Closure techniques for esophageal reconstruction after total laryngectomy and their impact on fistula formation
- PMID: 40741197
- PMCID: PMC12305097
- DOI: 10.5306/wjco.v16.i7.109246
Closure techniques for esophageal reconstruction after total laryngectomy and their impact on fistula formation
Abstract
Background: The rising incidence of laryngeal cancer has led to an increasing number of total laryngectomy procedures. While voice prostheses have significantly improved post-laryngectomy rehabilitation, the risk of salivary fistula remains a major complication. This study aims to compare the stapler and hand-sewn techniques for esophageal closure and evaluate their impact on fistula formation.
Aim: To compare stapler-assisted and hand-sewn esophageal closure techniques after laryngectomy regarding their impact on salivary fistula formation.

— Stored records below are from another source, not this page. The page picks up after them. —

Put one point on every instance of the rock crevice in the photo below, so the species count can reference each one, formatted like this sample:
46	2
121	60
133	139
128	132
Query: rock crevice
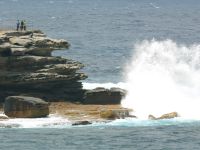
28	68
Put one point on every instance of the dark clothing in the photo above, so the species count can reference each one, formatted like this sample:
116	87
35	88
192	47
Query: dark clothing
18	24
22	25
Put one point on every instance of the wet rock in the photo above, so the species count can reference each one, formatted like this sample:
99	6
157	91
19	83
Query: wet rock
25	107
3	117
27	67
104	96
165	116
114	114
85	122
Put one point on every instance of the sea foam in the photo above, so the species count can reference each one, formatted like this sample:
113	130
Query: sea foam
163	77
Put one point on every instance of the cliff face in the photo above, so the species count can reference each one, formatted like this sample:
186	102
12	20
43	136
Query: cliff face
27	68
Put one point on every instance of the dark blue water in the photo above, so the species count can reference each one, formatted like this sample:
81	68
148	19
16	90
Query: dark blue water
102	34
183	137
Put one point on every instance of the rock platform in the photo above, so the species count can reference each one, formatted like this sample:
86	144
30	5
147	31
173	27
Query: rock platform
28	68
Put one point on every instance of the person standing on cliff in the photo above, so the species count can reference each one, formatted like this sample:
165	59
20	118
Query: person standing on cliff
22	25
18	24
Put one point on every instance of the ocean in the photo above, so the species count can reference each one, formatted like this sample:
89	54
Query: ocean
151	48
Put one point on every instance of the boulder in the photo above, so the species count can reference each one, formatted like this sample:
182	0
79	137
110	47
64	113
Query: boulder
114	113
104	96
165	116
25	107
84	122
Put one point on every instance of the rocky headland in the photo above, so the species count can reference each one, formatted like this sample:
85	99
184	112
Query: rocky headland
33	83
28	68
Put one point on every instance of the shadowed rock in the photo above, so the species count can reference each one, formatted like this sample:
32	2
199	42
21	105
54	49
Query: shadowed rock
104	96
25	107
27	67
165	116
114	113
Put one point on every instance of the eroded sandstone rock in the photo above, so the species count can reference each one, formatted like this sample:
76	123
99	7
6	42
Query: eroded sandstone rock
104	96
27	67
25	107
114	113
165	116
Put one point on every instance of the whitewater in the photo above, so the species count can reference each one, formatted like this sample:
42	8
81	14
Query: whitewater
161	77
164	77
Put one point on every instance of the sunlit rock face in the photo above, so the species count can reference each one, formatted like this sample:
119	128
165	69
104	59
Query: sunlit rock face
27	68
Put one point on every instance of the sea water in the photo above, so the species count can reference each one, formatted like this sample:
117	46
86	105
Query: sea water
148	47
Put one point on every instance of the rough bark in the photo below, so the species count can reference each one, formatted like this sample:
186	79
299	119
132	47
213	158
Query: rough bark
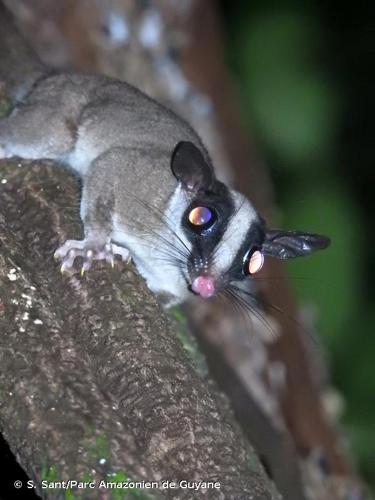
184	68
94	383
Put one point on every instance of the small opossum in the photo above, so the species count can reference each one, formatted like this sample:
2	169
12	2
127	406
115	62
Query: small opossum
149	189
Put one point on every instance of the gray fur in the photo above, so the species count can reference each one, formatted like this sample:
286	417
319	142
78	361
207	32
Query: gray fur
121	143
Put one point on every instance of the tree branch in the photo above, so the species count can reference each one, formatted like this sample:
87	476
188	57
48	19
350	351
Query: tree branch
93	381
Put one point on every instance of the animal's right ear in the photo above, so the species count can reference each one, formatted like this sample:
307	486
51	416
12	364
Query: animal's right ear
190	168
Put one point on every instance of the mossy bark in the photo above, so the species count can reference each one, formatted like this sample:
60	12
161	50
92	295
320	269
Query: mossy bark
94	383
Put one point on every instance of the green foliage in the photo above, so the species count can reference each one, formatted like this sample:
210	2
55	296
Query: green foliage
293	103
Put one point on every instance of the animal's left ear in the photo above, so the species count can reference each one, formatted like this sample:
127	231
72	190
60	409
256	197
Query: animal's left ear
190	168
289	244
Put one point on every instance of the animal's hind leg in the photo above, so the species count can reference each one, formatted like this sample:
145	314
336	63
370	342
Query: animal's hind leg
33	132
96	214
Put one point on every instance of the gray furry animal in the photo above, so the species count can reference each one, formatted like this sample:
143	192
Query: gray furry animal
149	189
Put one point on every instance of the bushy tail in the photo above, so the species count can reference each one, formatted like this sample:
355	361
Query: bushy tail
20	67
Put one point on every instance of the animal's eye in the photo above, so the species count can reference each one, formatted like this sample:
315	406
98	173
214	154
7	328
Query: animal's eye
253	262
201	217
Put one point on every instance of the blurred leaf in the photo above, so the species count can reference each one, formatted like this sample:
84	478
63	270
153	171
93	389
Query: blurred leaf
290	101
330	279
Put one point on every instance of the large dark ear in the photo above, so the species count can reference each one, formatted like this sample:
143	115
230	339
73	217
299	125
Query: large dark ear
289	244
190	168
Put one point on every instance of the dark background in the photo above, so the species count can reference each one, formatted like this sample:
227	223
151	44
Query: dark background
305	76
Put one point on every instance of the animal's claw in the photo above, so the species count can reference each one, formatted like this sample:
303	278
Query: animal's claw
89	250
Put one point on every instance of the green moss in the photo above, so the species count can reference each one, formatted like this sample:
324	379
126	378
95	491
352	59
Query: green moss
49	473
187	340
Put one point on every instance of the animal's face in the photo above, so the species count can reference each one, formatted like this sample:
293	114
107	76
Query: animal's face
224	239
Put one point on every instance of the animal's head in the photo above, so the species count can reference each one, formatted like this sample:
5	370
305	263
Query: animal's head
225	237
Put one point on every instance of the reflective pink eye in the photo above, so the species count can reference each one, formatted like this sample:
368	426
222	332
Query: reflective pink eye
200	216
256	262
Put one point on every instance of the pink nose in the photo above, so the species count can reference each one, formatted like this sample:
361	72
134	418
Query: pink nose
203	286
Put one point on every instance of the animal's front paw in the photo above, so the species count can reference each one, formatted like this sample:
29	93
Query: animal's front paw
89	250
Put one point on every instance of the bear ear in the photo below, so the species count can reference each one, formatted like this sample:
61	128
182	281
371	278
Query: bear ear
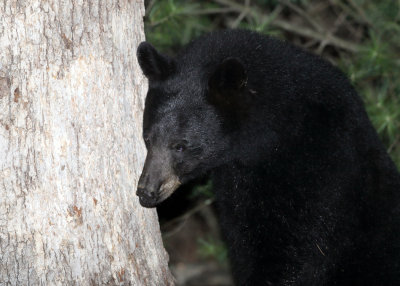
229	77
154	65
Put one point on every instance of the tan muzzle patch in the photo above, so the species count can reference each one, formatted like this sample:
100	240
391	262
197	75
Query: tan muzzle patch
168	187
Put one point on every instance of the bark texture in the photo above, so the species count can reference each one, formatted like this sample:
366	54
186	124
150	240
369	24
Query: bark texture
71	102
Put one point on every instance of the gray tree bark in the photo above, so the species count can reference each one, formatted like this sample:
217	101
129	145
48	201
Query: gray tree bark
71	102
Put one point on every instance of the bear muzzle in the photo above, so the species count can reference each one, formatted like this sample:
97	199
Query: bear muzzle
151	198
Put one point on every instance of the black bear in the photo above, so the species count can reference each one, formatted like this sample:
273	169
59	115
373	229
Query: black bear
306	193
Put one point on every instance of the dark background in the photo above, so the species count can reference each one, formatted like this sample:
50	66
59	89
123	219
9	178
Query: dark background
361	37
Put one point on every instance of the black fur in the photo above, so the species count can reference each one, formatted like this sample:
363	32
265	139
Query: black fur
307	194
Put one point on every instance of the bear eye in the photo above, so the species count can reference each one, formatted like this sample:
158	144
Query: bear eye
179	147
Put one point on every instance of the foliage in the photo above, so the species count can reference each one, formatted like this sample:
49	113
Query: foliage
362	37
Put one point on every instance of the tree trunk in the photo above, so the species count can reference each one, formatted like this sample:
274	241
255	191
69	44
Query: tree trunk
71	102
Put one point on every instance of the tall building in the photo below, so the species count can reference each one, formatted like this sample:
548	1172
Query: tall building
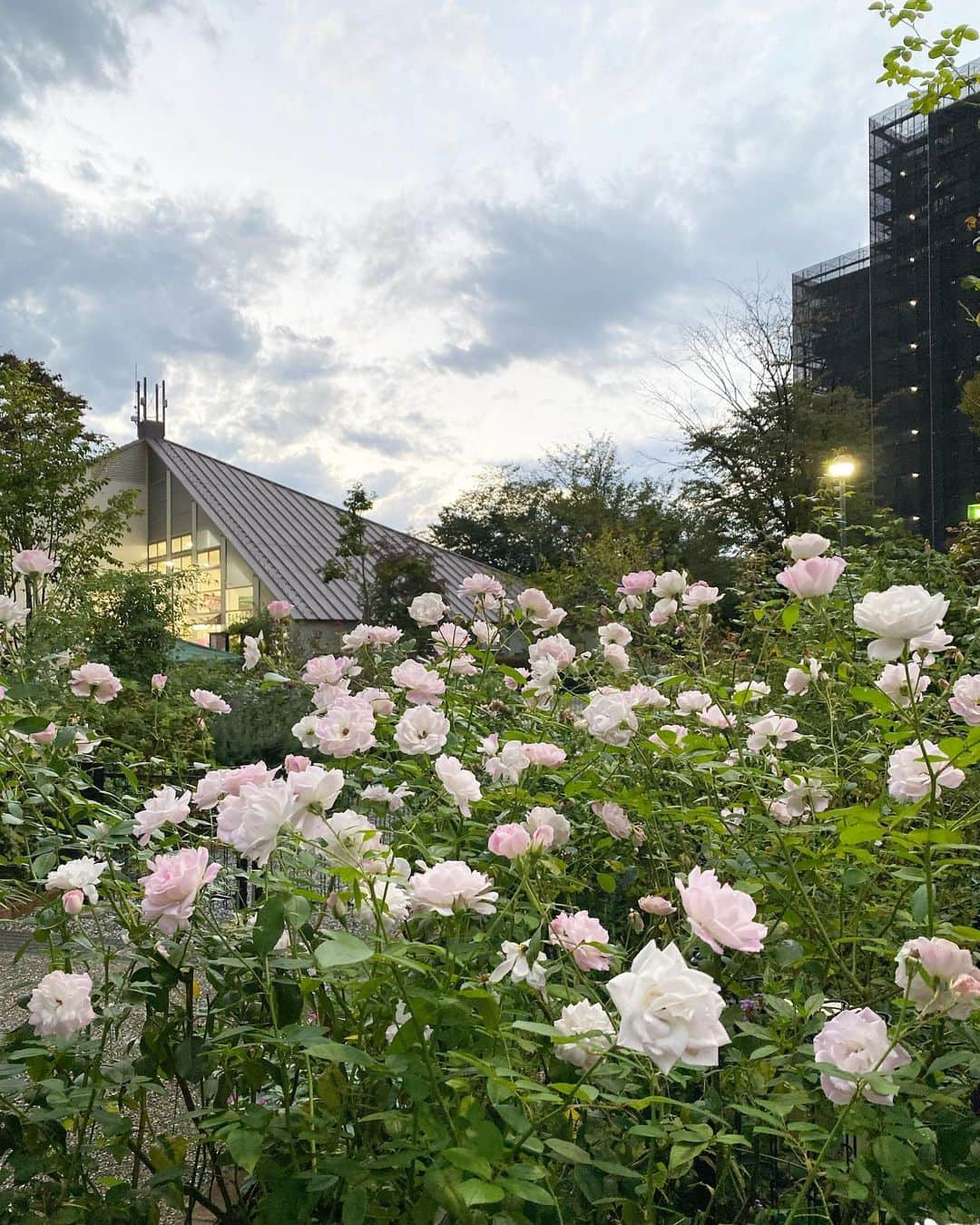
248	541
892	318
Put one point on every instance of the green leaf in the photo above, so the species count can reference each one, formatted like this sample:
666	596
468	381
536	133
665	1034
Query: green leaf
270	924
245	1147
356	1206
528	1191
340	948
475	1192
469	1161
569	1151
30	724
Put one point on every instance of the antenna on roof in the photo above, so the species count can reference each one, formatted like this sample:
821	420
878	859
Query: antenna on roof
147	426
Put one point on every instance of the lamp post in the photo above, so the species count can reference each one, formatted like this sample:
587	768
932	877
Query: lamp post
842	469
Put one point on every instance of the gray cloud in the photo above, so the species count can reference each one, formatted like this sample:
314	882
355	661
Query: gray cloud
561	279
171	282
45	43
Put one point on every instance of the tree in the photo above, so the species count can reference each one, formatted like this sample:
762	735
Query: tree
755	438
387	578
573	524
49	490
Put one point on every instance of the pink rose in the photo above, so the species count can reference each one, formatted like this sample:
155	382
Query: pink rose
811	576
34	561
637	583
172	887
73	902
210	702
97	681
578	934
720	914
653	904
510	840
544	753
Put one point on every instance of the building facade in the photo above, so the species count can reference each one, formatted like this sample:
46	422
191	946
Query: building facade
893	321
247	541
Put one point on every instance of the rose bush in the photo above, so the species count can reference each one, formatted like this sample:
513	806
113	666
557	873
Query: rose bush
672	925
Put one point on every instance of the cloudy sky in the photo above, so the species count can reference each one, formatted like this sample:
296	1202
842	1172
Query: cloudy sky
396	240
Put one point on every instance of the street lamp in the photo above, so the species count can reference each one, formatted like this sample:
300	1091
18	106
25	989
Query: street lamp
842	469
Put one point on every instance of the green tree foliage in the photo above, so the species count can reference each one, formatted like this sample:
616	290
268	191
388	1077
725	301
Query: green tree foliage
926	67
387	580
574	524
755	438
51	496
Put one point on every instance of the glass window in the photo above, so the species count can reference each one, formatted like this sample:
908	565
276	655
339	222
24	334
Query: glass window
240	599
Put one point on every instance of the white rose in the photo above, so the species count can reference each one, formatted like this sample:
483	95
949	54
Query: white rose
897	616
668	1011
427	609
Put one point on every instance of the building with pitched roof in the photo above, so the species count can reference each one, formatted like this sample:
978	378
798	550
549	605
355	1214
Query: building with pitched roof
249	539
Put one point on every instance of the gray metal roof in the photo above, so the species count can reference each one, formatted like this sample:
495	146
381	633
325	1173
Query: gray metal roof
287	536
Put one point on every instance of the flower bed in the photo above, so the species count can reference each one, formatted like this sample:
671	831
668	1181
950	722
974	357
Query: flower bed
675	928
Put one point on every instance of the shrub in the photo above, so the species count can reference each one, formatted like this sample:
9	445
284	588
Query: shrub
675	930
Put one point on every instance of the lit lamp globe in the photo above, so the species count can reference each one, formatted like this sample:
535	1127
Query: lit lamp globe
840	468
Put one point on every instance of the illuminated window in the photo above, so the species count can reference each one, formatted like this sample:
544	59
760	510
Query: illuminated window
239	599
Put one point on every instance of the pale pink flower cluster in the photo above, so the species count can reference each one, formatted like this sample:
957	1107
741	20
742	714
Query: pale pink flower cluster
514	965
609	717
97	681
60	1004
423	685
172	886
452	887
808	544
347	727
34	561
77	881
799	680
211	702
427	609
721	916
812	577
461	784
616	822
899	616
163	808
539	609
13	615
938	976
583	937
371	636
895	682
772	731
965	700
483	590
328	671
422	730
668	1011
591	1026
857	1040
913	769
700	597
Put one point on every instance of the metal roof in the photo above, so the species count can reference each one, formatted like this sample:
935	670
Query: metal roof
287	536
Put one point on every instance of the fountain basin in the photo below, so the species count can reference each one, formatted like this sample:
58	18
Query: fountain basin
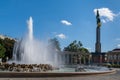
51	74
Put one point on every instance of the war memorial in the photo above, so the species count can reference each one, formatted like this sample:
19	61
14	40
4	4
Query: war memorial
62	65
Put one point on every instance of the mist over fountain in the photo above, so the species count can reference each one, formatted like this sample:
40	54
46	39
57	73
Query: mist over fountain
29	50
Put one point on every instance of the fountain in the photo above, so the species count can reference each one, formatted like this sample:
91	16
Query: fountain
32	51
33	58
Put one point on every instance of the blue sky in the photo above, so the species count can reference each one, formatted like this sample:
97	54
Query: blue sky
67	20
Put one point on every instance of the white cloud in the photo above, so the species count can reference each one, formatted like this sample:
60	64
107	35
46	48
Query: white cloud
106	14
118	45
118	39
61	36
65	22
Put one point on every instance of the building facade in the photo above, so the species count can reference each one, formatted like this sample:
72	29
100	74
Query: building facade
74	58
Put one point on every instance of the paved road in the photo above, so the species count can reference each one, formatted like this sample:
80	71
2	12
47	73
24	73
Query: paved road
113	76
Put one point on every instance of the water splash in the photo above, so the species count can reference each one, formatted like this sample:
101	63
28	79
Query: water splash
29	50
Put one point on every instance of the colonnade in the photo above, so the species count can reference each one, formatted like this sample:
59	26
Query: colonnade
71	58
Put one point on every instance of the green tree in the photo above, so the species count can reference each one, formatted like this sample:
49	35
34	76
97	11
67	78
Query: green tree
2	51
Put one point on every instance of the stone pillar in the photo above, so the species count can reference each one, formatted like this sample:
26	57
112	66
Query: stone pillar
98	44
84	60
90	59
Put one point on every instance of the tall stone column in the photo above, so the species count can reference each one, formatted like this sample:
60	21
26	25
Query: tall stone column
98	44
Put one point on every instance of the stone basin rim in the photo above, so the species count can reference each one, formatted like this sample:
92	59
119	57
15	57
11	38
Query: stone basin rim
52	74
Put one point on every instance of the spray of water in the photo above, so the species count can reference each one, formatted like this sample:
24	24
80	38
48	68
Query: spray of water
29	50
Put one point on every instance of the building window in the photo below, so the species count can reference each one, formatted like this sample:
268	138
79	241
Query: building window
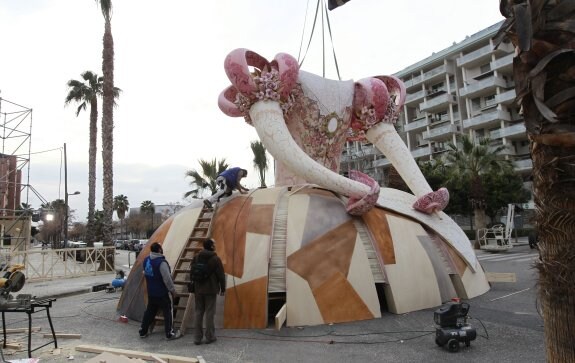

Methods: A total of 52 patients (44 men, 8 women), aged 43 to 77 years, underwent total laryngectomy. Esophageal reconstruction was performed using either a stapler (29 patients) or a hand-sewn technique (23 patients). A surgical stapler TA was used for esophageal closure in the stapler group. Patients were clinically monitored for fistula formation during the first 7 days postoperatively and again two weeks after discharge using fiberoptic examination.
Results: A total of 22 salivary fistulas were recorded: 17 (77.3%) occurred following the hand-sewn technique, while 5 (22.7%) developed in the stapler group. Additionally, preoperative radiotherapy was identified as a statistically significant risk factor for fistula formation. No technical complications related to the stapler device were observed.
Conclusion: Although hand-sewn closure is commonly used after total laryngectomy, stapler-assisted closure shows lower fistula rates and is a viable esophageal reconstruction alternative.
Keywords: Laryngeal cancer; Radiotherapy; Salivary fistula; Surgical stapler; Total laryngectomy.
©The Author(s) 2025. Published by Baishideng Publishing Group Inc. All rights reserved.
Conflict of interest statement
Conflict-of-interest statement: All the authors report no relevant conflicts of interest for this article.